SEC’s Ripple lawsuit is getting murkier with every passing day! Now, the U.S. Securities regulator is now seeking the personal information of two Ripple executives. The SEC has sent the subpoenas to six banks seeking eight years’ worth of transaction information of the Ripple executives. The lawsuit filed in late December 2020 claims that Ripple co-founders misled investors during its XRP ICO sale of 2013.
On Thursday, March 11, the two executives named – Ripple co-founder Christian Larsen and Chief Executive Officer Bradley Garlinghouse – have asked the federal court to block subpoenas. The executives noted that the recent SEC request is a “wholly inappropriate overreach”.
The executives further added that there are no such allegations that their finances were intermingled with Ripple. They also note that the securities regulator has no right to demand everything from the proceeds of the unrelated transactions to “how much money they spend at the grocery store every week.”
The two Ripple executives said that they have already agreed to produce records relating to XRP transactions as well as any other compensation with Ripple. However, the U.S. SEC has “made clear” that this isn’t enough. In a letter to the court accessed by Bloomberg, the lawyers representing the two Ripple executives noted:
“The SEC has not offered and cannot provide a coherent explanation for why it is entitled to this information”.
The Arrogance of U.S. Securities Regulator
A recent piece by Forbes contributor Roslyn Layton writes that the way the SEC has proceeded with the case has been unfortunate. The case was filed during the final hours of the previous SEC Chairman Jay Clayton which raising suspicion. The author notes that the volley of filings makes it clear that “the SEC’s decision to sue Ripple was misguided”. going further, Layton writes:
“Not only is the future of the U.S. crypto industry at stake, but the arrogance of unrestrained regulators making policy through enforcement is on trial as well. The SEC has made clear it doesn’t care how many investors it harms or how many companies it drives overseas as it seeks to stretch its authority beyond common sense”.

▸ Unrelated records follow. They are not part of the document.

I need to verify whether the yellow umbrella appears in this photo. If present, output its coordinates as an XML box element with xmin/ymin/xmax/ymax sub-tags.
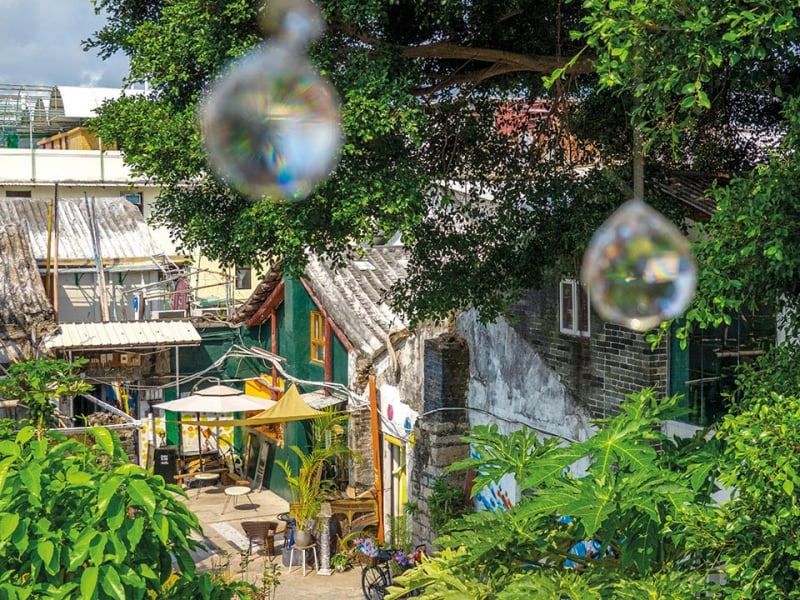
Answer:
<box><xmin>188</xmin><ymin>384</ymin><xmax>325</xmax><ymax>427</ymax></box>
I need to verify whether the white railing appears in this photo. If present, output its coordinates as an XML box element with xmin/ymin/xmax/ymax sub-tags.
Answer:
<box><xmin>0</xmin><ymin>148</ymin><xmax>131</xmax><ymax>183</ymax></box>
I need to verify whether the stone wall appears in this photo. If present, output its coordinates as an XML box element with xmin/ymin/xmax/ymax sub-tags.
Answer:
<box><xmin>348</xmin><ymin>405</ymin><xmax>375</xmax><ymax>494</ymax></box>
<box><xmin>510</xmin><ymin>288</ymin><xmax>667</xmax><ymax>418</ymax></box>
<box><xmin>410</xmin><ymin>333</ymin><xmax>470</xmax><ymax>544</ymax></box>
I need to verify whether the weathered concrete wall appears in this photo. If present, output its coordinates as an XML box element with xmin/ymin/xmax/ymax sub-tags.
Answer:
<box><xmin>456</xmin><ymin>311</ymin><xmax>590</xmax><ymax>440</ymax></box>
<box><xmin>349</xmin><ymin>326</ymin><xmax>444</xmax><ymax>493</ymax></box>
<box><xmin>510</xmin><ymin>288</ymin><xmax>667</xmax><ymax>418</ymax></box>
<box><xmin>410</xmin><ymin>333</ymin><xmax>470</xmax><ymax>544</ymax></box>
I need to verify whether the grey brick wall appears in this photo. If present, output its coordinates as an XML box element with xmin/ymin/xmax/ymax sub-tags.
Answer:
<box><xmin>410</xmin><ymin>334</ymin><xmax>469</xmax><ymax>544</ymax></box>
<box><xmin>511</xmin><ymin>288</ymin><xmax>667</xmax><ymax>417</ymax></box>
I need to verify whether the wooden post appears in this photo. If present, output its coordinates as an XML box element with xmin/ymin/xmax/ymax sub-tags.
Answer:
<box><xmin>369</xmin><ymin>375</ymin><xmax>384</xmax><ymax>544</ymax></box>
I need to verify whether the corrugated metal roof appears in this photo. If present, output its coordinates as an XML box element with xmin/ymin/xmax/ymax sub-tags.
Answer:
<box><xmin>0</xmin><ymin>197</ymin><xmax>169</xmax><ymax>265</ymax></box>
<box><xmin>45</xmin><ymin>321</ymin><xmax>200</xmax><ymax>350</ymax></box>
<box><xmin>305</xmin><ymin>246</ymin><xmax>408</xmax><ymax>357</ymax></box>
<box><xmin>0</xmin><ymin>222</ymin><xmax>55</xmax><ymax>363</ymax></box>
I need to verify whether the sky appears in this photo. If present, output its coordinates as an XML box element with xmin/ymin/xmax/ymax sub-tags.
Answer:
<box><xmin>0</xmin><ymin>0</ymin><xmax>128</xmax><ymax>87</ymax></box>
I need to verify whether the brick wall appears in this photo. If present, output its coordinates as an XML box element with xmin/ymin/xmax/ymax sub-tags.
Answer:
<box><xmin>410</xmin><ymin>333</ymin><xmax>469</xmax><ymax>544</ymax></box>
<box><xmin>348</xmin><ymin>406</ymin><xmax>375</xmax><ymax>494</ymax></box>
<box><xmin>511</xmin><ymin>288</ymin><xmax>667</xmax><ymax>417</ymax></box>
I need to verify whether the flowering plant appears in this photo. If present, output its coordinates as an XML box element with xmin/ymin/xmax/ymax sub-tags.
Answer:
<box><xmin>353</xmin><ymin>537</ymin><xmax>378</xmax><ymax>558</ymax></box>
<box><xmin>392</xmin><ymin>550</ymin><xmax>414</xmax><ymax>569</ymax></box>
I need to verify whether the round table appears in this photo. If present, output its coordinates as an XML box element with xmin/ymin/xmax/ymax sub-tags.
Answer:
<box><xmin>222</xmin><ymin>485</ymin><xmax>253</xmax><ymax>513</ymax></box>
<box><xmin>194</xmin><ymin>471</ymin><xmax>219</xmax><ymax>497</ymax></box>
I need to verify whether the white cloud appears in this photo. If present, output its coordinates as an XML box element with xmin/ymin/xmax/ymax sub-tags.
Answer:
<box><xmin>0</xmin><ymin>0</ymin><xmax>128</xmax><ymax>87</ymax></box>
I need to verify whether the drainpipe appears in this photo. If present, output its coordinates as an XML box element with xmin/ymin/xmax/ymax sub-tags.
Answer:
<box><xmin>369</xmin><ymin>375</ymin><xmax>385</xmax><ymax>544</ymax></box>
<box><xmin>97</xmin><ymin>137</ymin><xmax>106</xmax><ymax>181</ymax></box>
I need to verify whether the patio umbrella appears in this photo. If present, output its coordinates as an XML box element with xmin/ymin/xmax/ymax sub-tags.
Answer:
<box><xmin>185</xmin><ymin>384</ymin><xmax>325</xmax><ymax>427</ymax></box>
<box><xmin>246</xmin><ymin>385</ymin><xmax>325</xmax><ymax>425</ymax></box>
<box><xmin>153</xmin><ymin>384</ymin><xmax>276</xmax><ymax>460</ymax></box>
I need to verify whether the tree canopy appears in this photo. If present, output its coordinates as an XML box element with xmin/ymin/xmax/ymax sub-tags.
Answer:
<box><xmin>86</xmin><ymin>0</ymin><xmax>800</xmax><ymax>330</ymax></box>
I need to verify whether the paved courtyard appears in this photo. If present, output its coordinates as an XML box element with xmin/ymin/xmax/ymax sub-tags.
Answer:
<box><xmin>180</xmin><ymin>485</ymin><xmax>363</xmax><ymax>600</ymax></box>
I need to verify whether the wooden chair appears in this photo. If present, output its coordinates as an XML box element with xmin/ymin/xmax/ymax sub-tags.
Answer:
<box><xmin>241</xmin><ymin>521</ymin><xmax>278</xmax><ymax>560</ymax></box>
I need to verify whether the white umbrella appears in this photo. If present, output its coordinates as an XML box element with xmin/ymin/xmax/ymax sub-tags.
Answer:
<box><xmin>153</xmin><ymin>385</ymin><xmax>276</xmax><ymax>414</ymax></box>
<box><xmin>153</xmin><ymin>384</ymin><xmax>277</xmax><ymax>462</ymax></box>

Interestingly, the SEC lawsuit also comes at a time when Ripple was already speaking of the securities regulator stifling innovation and suggesting moving outside the U.S. to other crypto-friendly destinations. Following the SEC lawsuit, a number of American partners of Ripple have distanced themselves, recently being MoneyGram calling off its partnership with the blockchain startup. However, it seems that Ripple’s business hasn’t been affected much in the Asia-Pacific region.